Aku coba menghembuskan nafas pelan dan menariknya kembali sekuat tenaga. Berharap hal ini dapat menenangkanku dan membuatku lebih rileks lagi.

"Dari buku yang aku baca dan beberapa hal yang aku ingat untuk tidak terlibat langsung dengan topik yang kau tanyakan, aku butuh segelas air."

Kenapa rasanya sulit sekali menjawab hal ini. Dia pun memberikanku segelas air dan tersenyum kepadaku.

"Bagaimana apa kau sanggup untuk menjawab pertanyaanku?" dia memandangku dengan lurus.

"Terima kasih untuk airnya. Aku sudah lebih rileks sekarang jadi aku yakin akan sanggup menjawab pertanyaanmu tadi. Ada garis panjang yang membentang antara yang hilang dan terlupa. Termasuk tentang cinta. Masa lalu yang mungkin sudah terlupa dan juga tentang kenangan yang berusaha untuk dihilangkan."

"Lalu?"

"Aku tidak bisa berusaha menjabarkan begitu panjang lebar. Karena dia yang aku tunggu untuk menjawab pertanyaan yang sama pun tidak memberikan jawaban yang aku inginkan. Apa masih perlu aku tanyakan lagi?"

"Apa kau tidak bisa menjawab hal ini dari buku yang selalu kau baca? Apa tidak cukup dengan semua buku yang telah kau habiskan? Tolonglah bantu aku untuk menjawab! Mungkin di halaman selanjutnya."

"Maafkan aku. Akupun tak mampu untuk menjawab hal ini. Karena jika dia memilih untuk mengambil haknya tak menjawab akupun demikian. Maka aku tak bisa memberikan jawaban yang lebih jauh dari apa yang bisa aku jabarkan."

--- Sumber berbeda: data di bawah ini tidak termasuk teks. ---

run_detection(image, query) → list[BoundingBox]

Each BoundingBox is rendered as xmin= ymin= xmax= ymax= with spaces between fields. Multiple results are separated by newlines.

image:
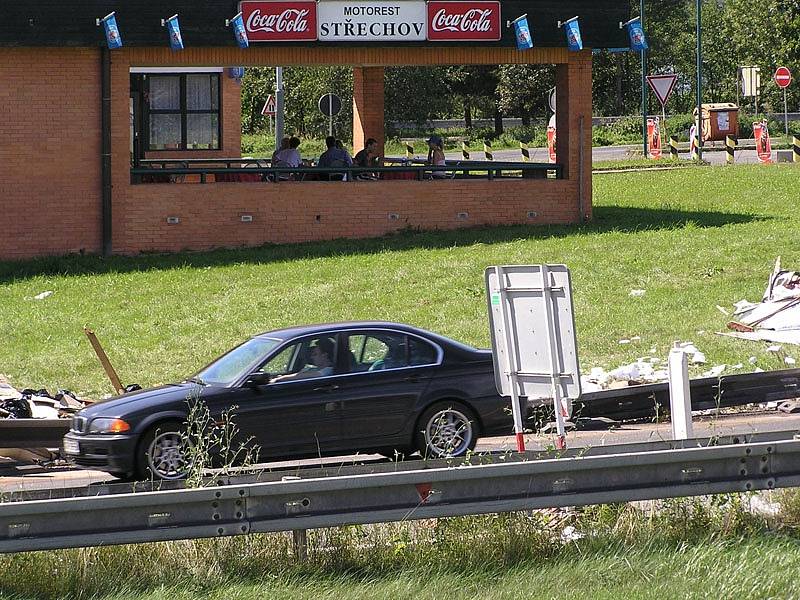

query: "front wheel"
xmin=136 ymin=422 xmax=190 ymax=480
xmin=416 ymin=402 xmax=478 ymax=458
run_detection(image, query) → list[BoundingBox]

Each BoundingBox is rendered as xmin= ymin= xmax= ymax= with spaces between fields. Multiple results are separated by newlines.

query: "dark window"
xmin=145 ymin=73 xmax=220 ymax=150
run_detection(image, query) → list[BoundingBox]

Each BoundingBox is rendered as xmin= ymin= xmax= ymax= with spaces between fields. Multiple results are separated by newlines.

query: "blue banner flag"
xmin=102 ymin=13 xmax=122 ymax=50
xmin=626 ymin=17 xmax=648 ymax=52
xmin=563 ymin=17 xmax=583 ymax=52
xmin=231 ymin=13 xmax=250 ymax=48
xmin=514 ymin=15 xmax=533 ymax=50
xmin=167 ymin=15 xmax=183 ymax=50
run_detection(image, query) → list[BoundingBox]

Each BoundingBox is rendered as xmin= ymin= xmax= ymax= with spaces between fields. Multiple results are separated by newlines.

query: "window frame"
xmin=142 ymin=71 xmax=222 ymax=152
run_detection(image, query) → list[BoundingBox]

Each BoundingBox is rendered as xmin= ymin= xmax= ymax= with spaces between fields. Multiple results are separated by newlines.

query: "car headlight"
xmin=89 ymin=418 xmax=131 ymax=433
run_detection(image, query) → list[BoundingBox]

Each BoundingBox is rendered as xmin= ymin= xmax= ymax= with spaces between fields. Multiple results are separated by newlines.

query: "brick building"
xmin=0 ymin=0 xmax=629 ymax=259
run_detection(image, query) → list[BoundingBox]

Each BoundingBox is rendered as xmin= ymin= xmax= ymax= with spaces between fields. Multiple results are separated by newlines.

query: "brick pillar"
xmin=556 ymin=50 xmax=592 ymax=220
xmin=353 ymin=67 xmax=384 ymax=156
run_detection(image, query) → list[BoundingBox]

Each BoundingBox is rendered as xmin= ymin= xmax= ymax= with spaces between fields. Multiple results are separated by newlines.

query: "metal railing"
xmin=131 ymin=158 xmax=564 ymax=183
xmin=0 ymin=432 xmax=800 ymax=552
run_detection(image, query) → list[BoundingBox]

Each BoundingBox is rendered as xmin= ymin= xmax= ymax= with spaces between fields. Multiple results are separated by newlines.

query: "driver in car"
xmin=272 ymin=338 xmax=334 ymax=383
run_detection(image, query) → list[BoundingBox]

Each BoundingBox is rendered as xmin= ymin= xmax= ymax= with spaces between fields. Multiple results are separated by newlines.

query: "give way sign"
xmin=647 ymin=73 xmax=678 ymax=106
xmin=773 ymin=67 xmax=792 ymax=89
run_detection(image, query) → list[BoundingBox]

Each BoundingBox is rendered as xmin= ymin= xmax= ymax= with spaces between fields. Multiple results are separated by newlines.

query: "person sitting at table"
xmin=425 ymin=135 xmax=447 ymax=179
xmin=317 ymin=135 xmax=353 ymax=181
xmin=353 ymin=138 xmax=381 ymax=179
xmin=272 ymin=136 xmax=303 ymax=179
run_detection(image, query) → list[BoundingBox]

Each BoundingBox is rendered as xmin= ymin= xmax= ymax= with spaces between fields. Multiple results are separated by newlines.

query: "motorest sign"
xmin=428 ymin=1 xmax=501 ymax=42
xmin=239 ymin=0 xmax=317 ymax=42
xmin=239 ymin=0 xmax=502 ymax=42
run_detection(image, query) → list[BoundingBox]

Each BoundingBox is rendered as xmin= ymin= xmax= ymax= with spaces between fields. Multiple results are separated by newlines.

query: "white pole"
xmin=494 ymin=266 xmax=525 ymax=452
xmin=542 ymin=265 xmax=567 ymax=450
xmin=669 ymin=346 xmax=692 ymax=440
xmin=275 ymin=67 xmax=284 ymax=150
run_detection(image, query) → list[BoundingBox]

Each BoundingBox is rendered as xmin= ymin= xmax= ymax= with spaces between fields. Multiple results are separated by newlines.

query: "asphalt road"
xmin=0 ymin=411 xmax=800 ymax=493
xmin=446 ymin=145 xmax=777 ymax=168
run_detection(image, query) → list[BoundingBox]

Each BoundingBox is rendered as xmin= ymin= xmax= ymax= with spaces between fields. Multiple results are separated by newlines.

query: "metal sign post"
xmin=485 ymin=265 xmax=580 ymax=451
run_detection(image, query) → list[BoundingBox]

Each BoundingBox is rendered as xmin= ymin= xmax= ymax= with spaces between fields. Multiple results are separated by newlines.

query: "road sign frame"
xmin=647 ymin=73 xmax=678 ymax=106
xmin=772 ymin=66 xmax=793 ymax=90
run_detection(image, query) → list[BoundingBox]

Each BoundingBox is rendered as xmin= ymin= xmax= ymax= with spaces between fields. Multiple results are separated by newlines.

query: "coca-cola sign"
xmin=239 ymin=0 xmax=317 ymax=42
xmin=428 ymin=0 xmax=502 ymax=42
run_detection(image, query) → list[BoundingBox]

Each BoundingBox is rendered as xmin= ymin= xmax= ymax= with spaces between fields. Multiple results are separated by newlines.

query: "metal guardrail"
xmin=0 ymin=432 xmax=800 ymax=552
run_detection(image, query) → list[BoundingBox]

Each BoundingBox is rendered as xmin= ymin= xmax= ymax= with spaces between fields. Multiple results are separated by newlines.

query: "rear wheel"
xmin=416 ymin=401 xmax=478 ymax=458
xmin=136 ymin=421 xmax=191 ymax=479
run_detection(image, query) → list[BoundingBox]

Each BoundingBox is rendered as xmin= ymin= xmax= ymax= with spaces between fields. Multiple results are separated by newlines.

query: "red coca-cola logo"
xmin=428 ymin=0 xmax=502 ymax=41
xmin=240 ymin=0 xmax=317 ymax=42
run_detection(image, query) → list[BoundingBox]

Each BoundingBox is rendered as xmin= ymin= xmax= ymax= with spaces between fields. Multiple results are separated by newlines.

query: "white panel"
xmin=485 ymin=265 xmax=581 ymax=400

"Baiklah, aku mengerti walaupun aku sedikit kecewa dengan keputusanmu. Akupun tak memaksa. Sebagai gantinya kau harus mentraktirku secangkir kopi hangat. Kau tau kesukaanku kan?"

"Oke, apapun untukmu. Aku juga ingin secangkir moccacino."

Begitu pesanan kami datang, aku memberikan senyuman khasku kepada pelayan. Apa kau mau tau siapa disampingku? Dia bukan secangkir kopi seperti kemarin. Dia juga bukan buku yang sekedar ingin kuselasaikan dibaca pada halaman sebelumnya dan berharap aku menggantinya ke halaman berikutnya. Dia teman lamaku.

Untuk setiap hal yang dia tanyakan itu, aku juga masih mencari jawaban yang sama. Masih menunggu jawaban dari pertanyaan yang sama yang aku ajukan kepadanya. Bahkan setelah aku menanti melanjutkan membaca halaman berikutnya.